Effects of the Invention As described above, the present invention combines an asymmetrical herringbone group radial bearing and a spiral group thrust bearing, and by applying lubricant so that they communicate with each other, a sufficient flying height can be obtained even at low speeds, and it is reliable. A hydrodynamic bearing with high performance and low torque can be obtained.

[Brief explanation of the drawing]

FIG. 1 is a cross-sectional view of a hydrodynamic bearing according to an embodiment of the present invention, FIG. 2 is a detailed view of the thrust bearing member in FIG. 1, and FIG.
The figure is a cross-sectional view of a conventional hydrodynamic bearing. 11... Frame, 11A... Three 7", 12... Thrust bearing member, 12A...
...Spiral group%13- ...Axis, 1
3A... Herringbone group, 14...
...Lubricant, 18...Mechanical seal.
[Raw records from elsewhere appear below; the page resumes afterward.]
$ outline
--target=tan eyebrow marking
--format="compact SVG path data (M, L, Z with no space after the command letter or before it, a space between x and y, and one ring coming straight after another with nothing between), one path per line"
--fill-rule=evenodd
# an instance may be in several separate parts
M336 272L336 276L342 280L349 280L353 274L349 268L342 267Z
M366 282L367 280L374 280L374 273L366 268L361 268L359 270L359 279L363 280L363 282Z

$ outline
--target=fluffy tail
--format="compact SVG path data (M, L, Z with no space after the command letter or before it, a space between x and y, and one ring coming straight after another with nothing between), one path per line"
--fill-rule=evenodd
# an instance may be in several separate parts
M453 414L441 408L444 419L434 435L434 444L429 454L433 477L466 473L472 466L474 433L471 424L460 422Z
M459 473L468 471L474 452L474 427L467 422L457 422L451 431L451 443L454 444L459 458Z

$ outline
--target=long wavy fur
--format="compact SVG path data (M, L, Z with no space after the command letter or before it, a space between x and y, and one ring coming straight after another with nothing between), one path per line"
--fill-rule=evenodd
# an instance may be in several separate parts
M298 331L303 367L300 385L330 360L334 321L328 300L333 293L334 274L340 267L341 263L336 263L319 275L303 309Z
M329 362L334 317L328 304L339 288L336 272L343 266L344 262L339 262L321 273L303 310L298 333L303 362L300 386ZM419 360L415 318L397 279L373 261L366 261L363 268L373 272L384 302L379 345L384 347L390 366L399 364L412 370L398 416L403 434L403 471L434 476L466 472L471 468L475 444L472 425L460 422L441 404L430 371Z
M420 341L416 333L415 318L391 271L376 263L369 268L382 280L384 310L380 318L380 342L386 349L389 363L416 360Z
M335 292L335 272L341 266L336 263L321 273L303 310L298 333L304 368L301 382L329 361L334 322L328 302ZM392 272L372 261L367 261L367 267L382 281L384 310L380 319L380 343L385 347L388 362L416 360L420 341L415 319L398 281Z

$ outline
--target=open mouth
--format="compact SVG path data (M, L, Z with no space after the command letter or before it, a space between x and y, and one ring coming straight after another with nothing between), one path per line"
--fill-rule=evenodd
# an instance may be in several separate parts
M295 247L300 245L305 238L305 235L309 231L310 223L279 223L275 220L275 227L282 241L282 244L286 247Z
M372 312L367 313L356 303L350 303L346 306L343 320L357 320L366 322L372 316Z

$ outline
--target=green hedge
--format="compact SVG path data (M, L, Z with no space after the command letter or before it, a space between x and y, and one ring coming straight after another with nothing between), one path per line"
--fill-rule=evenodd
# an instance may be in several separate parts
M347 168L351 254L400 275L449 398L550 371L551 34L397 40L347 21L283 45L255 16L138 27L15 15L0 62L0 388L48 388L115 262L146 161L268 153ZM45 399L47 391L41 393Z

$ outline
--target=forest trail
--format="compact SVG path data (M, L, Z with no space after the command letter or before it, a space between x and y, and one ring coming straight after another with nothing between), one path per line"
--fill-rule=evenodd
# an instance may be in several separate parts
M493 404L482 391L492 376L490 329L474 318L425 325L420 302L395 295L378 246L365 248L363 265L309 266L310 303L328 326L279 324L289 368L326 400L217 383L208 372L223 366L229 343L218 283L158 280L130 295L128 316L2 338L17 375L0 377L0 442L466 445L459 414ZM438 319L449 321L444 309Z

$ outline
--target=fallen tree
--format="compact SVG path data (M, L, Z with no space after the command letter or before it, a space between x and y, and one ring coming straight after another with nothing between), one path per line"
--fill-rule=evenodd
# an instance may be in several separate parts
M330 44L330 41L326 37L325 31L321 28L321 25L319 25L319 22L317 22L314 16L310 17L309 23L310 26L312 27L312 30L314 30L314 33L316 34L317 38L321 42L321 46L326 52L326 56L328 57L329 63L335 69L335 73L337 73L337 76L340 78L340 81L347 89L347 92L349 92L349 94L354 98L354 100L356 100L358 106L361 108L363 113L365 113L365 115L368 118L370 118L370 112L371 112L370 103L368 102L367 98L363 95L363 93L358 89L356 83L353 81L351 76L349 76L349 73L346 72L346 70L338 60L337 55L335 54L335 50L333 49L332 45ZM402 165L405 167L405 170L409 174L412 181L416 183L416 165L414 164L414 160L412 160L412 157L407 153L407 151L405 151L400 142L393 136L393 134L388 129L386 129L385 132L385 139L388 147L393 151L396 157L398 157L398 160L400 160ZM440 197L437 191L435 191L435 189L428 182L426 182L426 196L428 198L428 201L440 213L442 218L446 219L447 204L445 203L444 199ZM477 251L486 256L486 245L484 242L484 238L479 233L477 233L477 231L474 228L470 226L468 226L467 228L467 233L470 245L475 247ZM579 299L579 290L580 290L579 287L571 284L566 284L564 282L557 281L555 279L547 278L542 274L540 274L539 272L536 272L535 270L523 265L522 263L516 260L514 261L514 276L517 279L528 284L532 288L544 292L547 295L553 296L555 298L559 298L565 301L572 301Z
Name of agent: Patent attorney Toshio Nakao and one other person
---F L-4 1ri A--1 ring and roof. Fig. 2 1-11F U-4 LA, - One-pronged leaf ゛2°゛-Alternatively detailed copy τ 3A---Herring digit; ---r, pu・ni---@-taυ-da'f---5-g entered theda

Claims (2)

[Claims] (1) It has a shaft, a sleeve, and a thrust bearing member that contacts the shaft end surface and is fixed to one end of the sleeve, and has a herringbone group on either the outer periphery of the shaft or the inner periphery of the sleeve. a spiral group on either the end face of the thrust bearing member or the shaft; the herringbone group has an asymmetrical shape with a shorter end on the thrust bearing member side; and the end face of the sleeve and the thrust bearing 1. A hydrodynamic bearing, characterized in that a space between the members is sealed, and a lubricant is applied so that the herringbone group and the spiral group communicate with each other. (2) The hydrodynamic bearing according to claim 1, wherein the asymmetrical herringbone group has a depth of 6 micrometers or more.